Impact of histidine substitution on the cytotoxicity and anti-inflammatory activity of MLT in RAW 264.7 macrophages. a Cytotoxicity evaluation of MLT and HMLT in RAW 264.7 macrophages using the CCK-8 assay. Cells were treated with various concentrations of peptides for 24 h at 37 °C, followed by incubation with CCK-8 reagent for an additional 3 h. b LDH release assay. Cells were treated with different concentrations of peptides for 24 h at 37 °C. Supernatants were collected to measure LDH activity, with untreated cells representing 0% release and cells lysed with 0.1% Triton X-100 representing 100% release. Differences between the MLT and HMLT groups were assessed using Student’s t-test. c Live/dead staining with calcein-AM and propidium iodide (PI). After 24 h of peptide treatment, cells were stained with calcein-AM/PI for 30 min and imaged using an EVOS M7000 microscope. Live cells are stained green (calcein); dead cells are stained red (PI). Scale bar: 125 μm. d TNF-α levels in cell supernatants measured by ELISA following 24 h of treatment.

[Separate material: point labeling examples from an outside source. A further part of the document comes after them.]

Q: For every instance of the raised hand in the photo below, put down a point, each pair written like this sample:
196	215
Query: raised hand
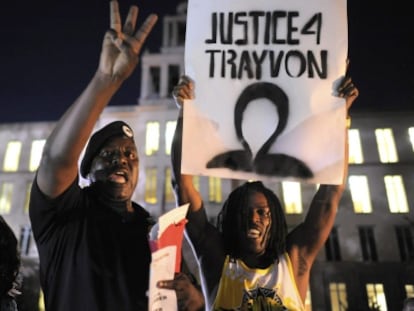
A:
183	90
121	45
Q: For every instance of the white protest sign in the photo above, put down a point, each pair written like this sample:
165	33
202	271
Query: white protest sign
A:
265	74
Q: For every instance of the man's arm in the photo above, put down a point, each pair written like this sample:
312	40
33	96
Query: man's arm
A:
182	183
119	56
305	241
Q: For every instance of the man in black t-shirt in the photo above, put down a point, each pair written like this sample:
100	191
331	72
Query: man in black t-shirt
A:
93	241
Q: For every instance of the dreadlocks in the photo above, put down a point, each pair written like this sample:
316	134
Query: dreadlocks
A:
233	217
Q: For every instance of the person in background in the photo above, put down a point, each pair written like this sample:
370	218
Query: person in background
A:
249	261
9	267
93	241
408	304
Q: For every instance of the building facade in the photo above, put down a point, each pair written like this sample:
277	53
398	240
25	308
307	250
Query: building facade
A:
368	260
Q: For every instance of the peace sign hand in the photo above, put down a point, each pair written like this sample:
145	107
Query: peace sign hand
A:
121	47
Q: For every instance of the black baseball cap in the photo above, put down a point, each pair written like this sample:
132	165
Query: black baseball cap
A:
98	139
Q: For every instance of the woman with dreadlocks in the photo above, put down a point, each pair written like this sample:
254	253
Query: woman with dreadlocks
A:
249	261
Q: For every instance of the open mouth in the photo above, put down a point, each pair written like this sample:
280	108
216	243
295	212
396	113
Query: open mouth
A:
253	233
119	177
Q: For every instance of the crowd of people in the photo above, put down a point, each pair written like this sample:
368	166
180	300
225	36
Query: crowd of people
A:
93	241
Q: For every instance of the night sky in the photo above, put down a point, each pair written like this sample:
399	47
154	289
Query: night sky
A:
49	50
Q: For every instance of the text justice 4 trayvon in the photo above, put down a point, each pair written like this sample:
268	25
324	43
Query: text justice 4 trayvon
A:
264	28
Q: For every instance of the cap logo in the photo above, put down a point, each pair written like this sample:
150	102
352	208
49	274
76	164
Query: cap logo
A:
127	131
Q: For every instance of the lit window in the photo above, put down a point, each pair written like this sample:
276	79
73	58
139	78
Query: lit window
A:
386	145
169	134
411	135
339	300
27	198
168	191
36	154
359	189
11	159
409	290
308	300
214	189
397	200
355	149
151	185
6	198
152	138
376	297
292	197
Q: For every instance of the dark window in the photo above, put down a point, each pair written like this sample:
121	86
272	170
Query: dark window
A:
332	250
405	242
25	239
366	237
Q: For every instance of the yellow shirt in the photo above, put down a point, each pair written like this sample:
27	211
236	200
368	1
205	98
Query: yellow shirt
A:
246	289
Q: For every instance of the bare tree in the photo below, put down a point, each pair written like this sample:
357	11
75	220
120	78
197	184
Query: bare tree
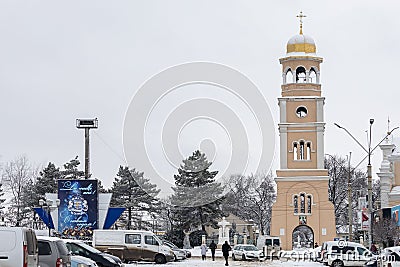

Statistical differences were analyzed by one-way ANOVA with Dunnett’s multiple comparisons test. e Relative mRNA expression of inflammatory factors detected by RT-qPCR. Cells were treated for 24 h with 100 ng/mL LPS alone or in combination with peptide. i, Comparison of TNF-α, IL6, and IL1β expression between the negative control and LPS-only groups; ii–iv, Relative expression of TNF-α, IL6, and IL1β across the LPS, MLT, and HMLT groups, respectively. Differences between the negative control and LPS groups were analyzed using Student’s t-test. Comparisons among the LPS and peptide-treated groups were performed using one-way ANOVA with Dunnett’s multiple comparisons test. MLT and HMLT were used at their respective safe concentrations (0.13 µM and 0.5 µM) for functional comparison
To further evaluate the potential off-target cytotoxicity of the peptides in the context of SAP, a condition involving pancreatic acinar cell injury, we also assessed their effects on mouse acinar 266-6 cells using the CCK-8 assay. This step is critical for understanding whether the peptides might exacerbate pancreatic damage while targeting macrophages. Notably, HMLT also exhibited a higher cytotoxicity threshold in acinar cells compared to MLT. The LC₂₀ values for MLT and HMLT in 266-6 cells were about 0.32 µM and 1.04 µM, respectively (Fig. S5), further supporting its improved safety profile across relevant cell types.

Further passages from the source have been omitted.